Dune relève brillamment son adaptation du roman. Le rythme relativement lent du film permet de suivre avec patience l'avancée scénaristique de l'ouvrage sans donner le sentiment de rusher le livre (contrairement à la dramatique, mais attachante adaptation de Lynch). Les personnages sont correctement restitués, les acteurs sont bien dans leurs rôles, bien que Paul Atréïdes apparaisse assez froid. Ne restait alors plus qu'à mettre tout ça en boite à la sauce des moyens techniques du cinéma blockbusters de 2020. Et de ce côté, j'ignore si c'est parce que Villeneuve s'est noyé dans le pognon de ses producteurs, ou si c'est la trouille de reproduire le bide en salle de son Blade Runner, mais il nous livre de ce point de vue un produit cinématographique d'une surprenante banalité !
Les scènes d'actions sont cruellement déjà vues, la scénographie, les plans et cadres du film sont désespérément stéréotypés, rappelant tantôt Game of Thrones, tantôt Star Wars, avec le pressentiment que l'ensemble viellera mal.

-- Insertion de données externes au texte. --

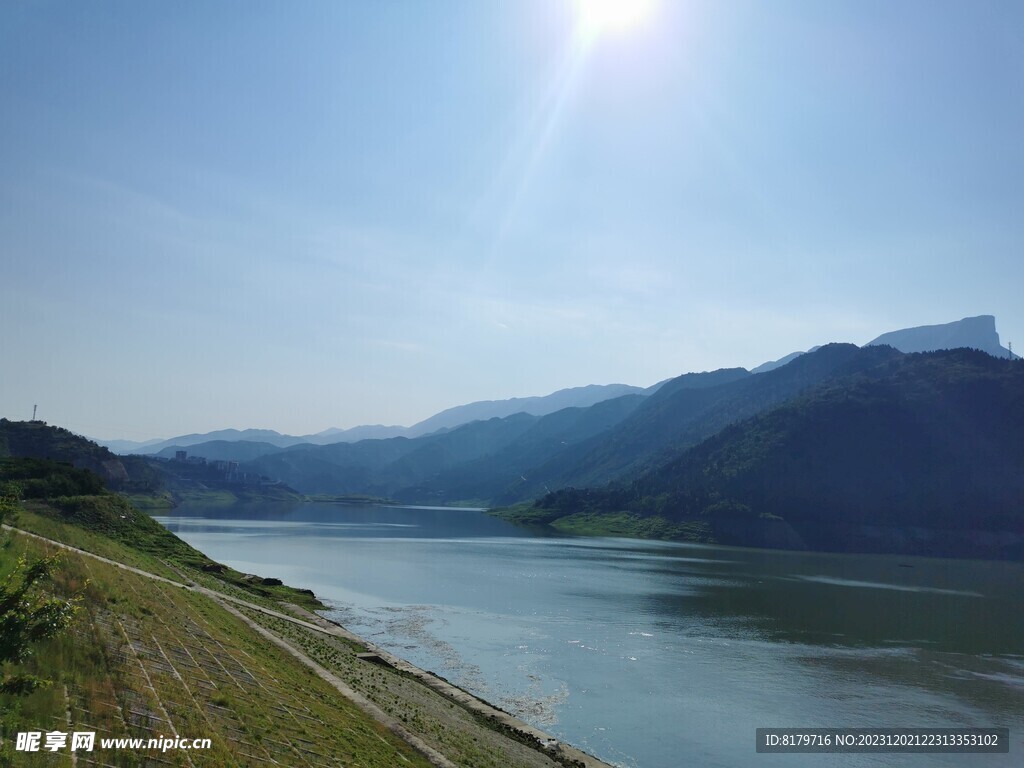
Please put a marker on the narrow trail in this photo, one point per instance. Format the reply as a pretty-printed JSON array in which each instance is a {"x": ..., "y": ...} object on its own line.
[{"x": 501, "y": 720}]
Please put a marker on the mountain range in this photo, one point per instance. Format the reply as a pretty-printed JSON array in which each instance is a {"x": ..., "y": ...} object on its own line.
[
  {"x": 897, "y": 445},
  {"x": 976, "y": 333}
]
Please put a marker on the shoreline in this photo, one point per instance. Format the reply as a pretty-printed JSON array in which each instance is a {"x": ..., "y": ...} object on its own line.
[
  {"x": 498, "y": 718},
  {"x": 486, "y": 715}
]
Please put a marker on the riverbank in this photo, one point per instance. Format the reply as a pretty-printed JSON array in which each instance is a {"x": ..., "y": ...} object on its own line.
[{"x": 168, "y": 609}]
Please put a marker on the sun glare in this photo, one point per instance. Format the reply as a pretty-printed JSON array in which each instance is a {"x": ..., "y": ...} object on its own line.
[{"x": 598, "y": 17}]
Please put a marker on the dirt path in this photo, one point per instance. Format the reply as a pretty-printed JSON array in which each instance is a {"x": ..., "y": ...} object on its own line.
[{"x": 499, "y": 720}]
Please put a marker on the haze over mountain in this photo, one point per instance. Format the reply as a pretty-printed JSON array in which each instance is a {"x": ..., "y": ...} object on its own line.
[
  {"x": 972, "y": 333},
  {"x": 976, "y": 333},
  {"x": 453, "y": 417}
]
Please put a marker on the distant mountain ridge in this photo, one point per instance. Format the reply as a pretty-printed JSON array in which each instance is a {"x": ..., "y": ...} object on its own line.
[
  {"x": 969, "y": 333},
  {"x": 972, "y": 333},
  {"x": 916, "y": 454},
  {"x": 448, "y": 419}
]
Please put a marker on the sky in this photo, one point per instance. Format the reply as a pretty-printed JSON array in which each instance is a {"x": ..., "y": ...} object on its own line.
[{"x": 297, "y": 216}]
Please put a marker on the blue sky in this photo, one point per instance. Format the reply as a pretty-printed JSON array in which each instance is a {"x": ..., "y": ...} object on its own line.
[{"x": 303, "y": 215}]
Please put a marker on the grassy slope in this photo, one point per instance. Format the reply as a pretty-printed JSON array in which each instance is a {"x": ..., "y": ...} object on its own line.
[{"x": 209, "y": 673}]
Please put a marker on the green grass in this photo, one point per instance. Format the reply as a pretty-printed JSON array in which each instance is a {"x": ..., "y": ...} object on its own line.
[
  {"x": 626, "y": 524},
  {"x": 633, "y": 526},
  {"x": 140, "y": 650}
]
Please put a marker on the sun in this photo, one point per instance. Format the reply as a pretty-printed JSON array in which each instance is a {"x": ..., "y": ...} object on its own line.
[{"x": 597, "y": 17}]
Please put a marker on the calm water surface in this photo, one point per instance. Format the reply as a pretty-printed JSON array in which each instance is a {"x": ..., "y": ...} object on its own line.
[{"x": 655, "y": 654}]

Et que dire de ces tristes couleurs bleues/grises/dé saturées ? L'ensemble apparait trop lisse et trop froid, bien loin des 100 degrés terrassant que décrit Herbert dans l'ouvrage. En outre, la composition sonore d'Hans Zimmer est vide de créativité, avec un orientalisme exacerbé doublé des gros bruits métalliques stridents avec lesquels tous les blockbusters nous cassent les oreilles depuis The Dark Knight. En bref, sur l'ensemble, on a l'impression que Villeneuve s'est perdu en route et l'on ne retrouve pas sa patte d'auteur. Il ne fait pas du Villeneuve, mais du Nolan. J'adorais Nolan jusqu'au désespérant Tenet, mais s'inscrire dans des choix artistiques - graphiques et sonores - déjà vus à maintes reprises, c'est prendre le risque de paraître has-been tellement ça a été exploité, pompé et re-pompé entre temps.
Heureusement, il reste une moitié du livre à adapter, la meilleure. Si l'on peut imaginer que certains choix artistiques perdureront, on peut espérer que Villeneuve se rattrape sur d'autres. Dune n'est pas un mauvais film, loin de là, mais c'est un film froid, sorti avec dix ans de retard. Et ça, c'est frustrant.